Alors que tous les indicateurs mis en avant par le ministère de l’Éducation Nationale confirment que les groupes scolaires Champollion, Flammarion, Lamartine et York relèvent de l’éducation prioritaire, alors que la DASEN confirme que nos écoles font parties des écoles les plus en difficulté de Côte-d’Or, la loi de refondation de l’éducation prioritaire nous éjecte du cadre.

La seule raison invoquée ne repose pas sur les indicateurs sociaux mais sur l’absence de collège.

Les collèges d’accueil de nos élèves étant depuis 2006 «socialement mixtes», les difficultés rencontrées par nos élèves à l’école primaire sont donc balayées, c’est comme si elles n’existaient plus, comme si l’absence de collège résolvait tous les problèmes dès la maternelle. La priorité au primaire annoncée par notre ministère est mise à mal.

Cette logique de réseau (école + collège), si elle est compréhensible dans beaucoup de situations, conduit à empêcher aujourd’hui toute proposition innovante (comme celle qui avait été faite à l’époque de la fermeture du collège Epirey en 2006), toute proposition qui engagerait dans la direction d’une plus grande mixité sociale.

Les enseignants des groupes scolaires Champollion, Flammarion, Lamartine et York ne souhaitent pas être en dehors du cadre légal de l’éducation prioritaire défini par le ministère dans le sens où une sortie de ce dispositif ne reconnait pas la réalité de ces écoles et est contraire à toutes les annonces faites par le ministère de l’Éducation Nationale concernant la refondation de l’éducation prioritaire.
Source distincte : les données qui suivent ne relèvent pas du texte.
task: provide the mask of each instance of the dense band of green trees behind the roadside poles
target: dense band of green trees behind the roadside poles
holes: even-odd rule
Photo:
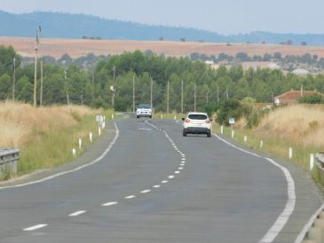
[[[13,75],[13,59],[15,77]],[[65,75],[65,72],[67,75]],[[38,78],[40,68],[38,68]],[[12,99],[13,79],[15,99],[33,103],[34,65],[20,65],[20,56],[12,47],[0,47],[0,99]],[[169,82],[169,85],[168,85]],[[39,82],[37,82],[39,85]],[[115,87],[115,108],[132,110],[133,83],[135,101],[150,104],[153,84],[153,106],[155,111],[166,111],[169,97],[170,111],[181,111],[183,92],[184,112],[203,110],[212,102],[252,98],[257,102],[272,102],[273,98],[287,90],[324,91],[324,76],[283,74],[280,70],[249,69],[241,66],[217,70],[201,61],[188,58],[166,58],[146,55],[140,51],[125,52],[108,59],[101,59],[91,69],[76,65],[62,67],[43,65],[43,105],[73,104],[87,106],[112,106]],[[182,85],[183,84],[183,85]],[[168,94],[169,86],[169,96]],[[183,87],[183,89],[182,89]],[[39,86],[37,104],[39,104]]]

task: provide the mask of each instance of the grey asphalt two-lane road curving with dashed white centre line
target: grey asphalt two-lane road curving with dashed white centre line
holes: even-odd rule
[[[0,242],[294,242],[322,202],[304,171],[221,137],[109,126],[71,164],[0,185]]]

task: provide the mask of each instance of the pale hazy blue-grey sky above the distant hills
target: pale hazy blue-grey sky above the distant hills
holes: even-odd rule
[[[0,0],[5,12],[72,12],[219,34],[324,34],[323,0]]]

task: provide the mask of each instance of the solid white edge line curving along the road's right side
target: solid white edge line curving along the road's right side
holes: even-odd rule
[[[275,239],[278,234],[281,232],[283,227],[286,225],[288,222],[289,217],[291,214],[294,212],[295,206],[296,206],[296,192],[295,192],[295,182],[293,177],[290,175],[289,171],[287,168],[281,166],[277,162],[273,161],[270,158],[263,157],[258,155],[257,153],[251,153],[247,150],[244,150],[236,145],[231,144],[230,142],[226,141],[224,138],[219,137],[217,134],[212,134],[214,137],[217,137],[220,141],[224,142],[227,145],[231,145],[233,148],[240,150],[243,153],[248,153],[250,155],[256,156],[257,158],[263,158],[266,161],[271,162],[274,166],[278,167],[281,169],[283,172],[284,176],[286,177],[286,181],[288,184],[287,187],[287,194],[288,194],[288,200],[286,202],[286,206],[281,212],[281,215],[277,217],[277,220],[273,223],[273,226],[265,233],[264,237],[260,239],[258,242],[259,243],[271,243],[273,242],[273,239]]]

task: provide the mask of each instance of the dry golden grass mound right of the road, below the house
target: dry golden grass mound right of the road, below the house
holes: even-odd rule
[[[283,107],[265,117],[255,131],[260,136],[323,147],[324,110],[304,106]]]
La DSDEN propose une convention qui permettrait de conserver des moyens de fonctionnement pendant une durée de 4 ans en attendant un possible retour dans l’éducation prioritaire mais nous ne sommes absolument pas dupes: il est impensable que le ministère revienne dans 4 ans sur une décision sans changement de la circulaire de juin 2014.

Nous demandons donc que la circulaire (2014-077 du 4 juin 2014) soit revue pour prendre en compte l’ensemble des réalités des écoles et assurer partout où c’est nécessaire l’égalité républicaine comme l’annonce la ministre.